Una cabalgata sobre la arena húmeda de Villa Gesell, a la brisa nocturna, es una conexión a otro mundo. En lo de Tante Puppi hay escuela de equitación y es el punto de partida.
› Por Carlos Rodríguez
desde Villa Gesell
La luna llena ilumina la playa a pleno, desoyendo la recomendación oficial de racionalizar el uso de la energía. Anabella Zubarriain marca el camino al paso lento de su caballo, mientras su perra Malen (muchacha, en idioma mapuche) se adelanta a la caravana, se mezcla con ella o se ubica cerrando la fila, al parecer incansable, aunque su respiración agitada da cuenta del esfuerzo que realiza. La partida de la cabalgata nocturna es desde el palenque ubicado en la calle 313 y la alameda 201, en el Barrio Norte de Gesell, frente al camping Pucará. Son las nueve y media de la noche. Luego de transitar por un sector de dunas y vestigios de bosque, se llega al destino final, la playa junto al mar, que a esta ahora tiene una belleza que conmueve. La noche tiene la temperatura justa para pasear por la orilla y si bien algunos jinetes ensayan cuadreras imaginarias, apurando el galope de sus caballos, la mayoría opta por la alternativa más acorde con el momento: andar a paso lento, disfrutando de la calma que impone la playa vacía por primera vez a lo largo de la jornada.

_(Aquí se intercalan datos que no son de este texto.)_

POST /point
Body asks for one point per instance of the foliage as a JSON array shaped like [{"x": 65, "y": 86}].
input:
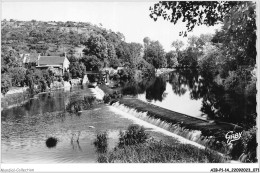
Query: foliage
[
  {"x": 96, "y": 45},
  {"x": 171, "y": 58},
  {"x": 108, "y": 98},
  {"x": 66, "y": 76},
  {"x": 177, "y": 44},
  {"x": 155, "y": 55},
  {"x": 159, "y": 152},
  {"x": 92, "y": 63},
  {"x": 5, "y": 83},
  {"x": 77, "y": 105},
  {"x": 77, "y": 69},
  {"x": 193, "y": 12},
  {"x": 18, "y": 76},
  {"x": 101, "y": 142},
  {"x": 135, "y": 134}
]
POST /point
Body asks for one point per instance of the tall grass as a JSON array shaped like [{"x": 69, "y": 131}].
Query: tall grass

Anabella nació en Gesell, o mejor dicho en Madariaga, porque en la villa no había maternidad en esos tiempos no tan lejanos. Desde chica, a los cuatro años, aprendió a cabalgar en la escuela de Tante Puppi, que significa Tía Muñeca, dado que el Puppi es una readaptación al alemán del poupée francés. La dueña de la escuela es la alemana Elinor Fischer Wendorff, a la que todos llaman Tante Puppi. Si bien Anabella supo los secretos equinos de la mano de Elinor, sus estilos son bien diferentes. Anabella habla casi susurrando y cuesta escuchar lo que dice cuando está en plena cabalgata, mientras que su maestra es una mujer de fusta llevar, con carácter fuerte, acorde con el sonido de su idioma natal. Anabella es la dueña y, por ahora, la única empleada de su empresa, La Peregrina, que se quedó sin ayudantes hombres “tal vez por algún vestigio de machismo que sobrevuela a los paisanos de Madariaga que piensan que la cabalgata no es una cosa hecha para las mujeres”. Lo dice con voz y sonrisa mansas.
Las desmentidas a ese preconcepto son varias, incluso entre los clientes habituales. Una de las amazonas de la cabalgata es Agustina, una nena porteña, de 9 años, que se maneja a sus anchas sobre el lomo de Boyero, el caballo que le tocó en el reparto. “¿Cuándo partimos? ¿Puedo trotar por la playa? ¿No querés que te ayude a ensillar los caballos?” Las preguntas de Agustina siguen a lo largo de todo el viaje. Su padre la llevó hasta el palenque y la dejó en manos de Anabella. El hombre, por seguir los deseos de su hija, ahora está aprendiendo equitación. Eso se llama amor filial.
El paseo empieza por las dunas, cada vez más empinadas, atravesando algunas zonas de árboles también altos. En esos tramos hay que transitar en fila india, porque en el sendero no hay espacio para más de un jinete. Paz es la palabra que mejor define la propuesta de la cabalgata nocturna. Esta es la quinta temporada de Anabella como guía de contingentes de todas las edades que tienen que pagar 40 pesos por cabeza para tener un caballo, casi siempre manso. Una de las más tranquilas es una yegua que se llama La Cautiva, pero a veces hasta ella puede sobresaltarse “por el paso de los cuatriciclos, que suelen poner nerviosos a los caballos” (ver aparte). “Los clientes habituales son familias enteras, con chicos, que vienen a toda hora del día, desde las 9 de la mañana en adelante”, dice Anabella. También se organizan excursiones a Cariló o hacia el sur de Gesell, hacia la reserva natural del Faro Querandí.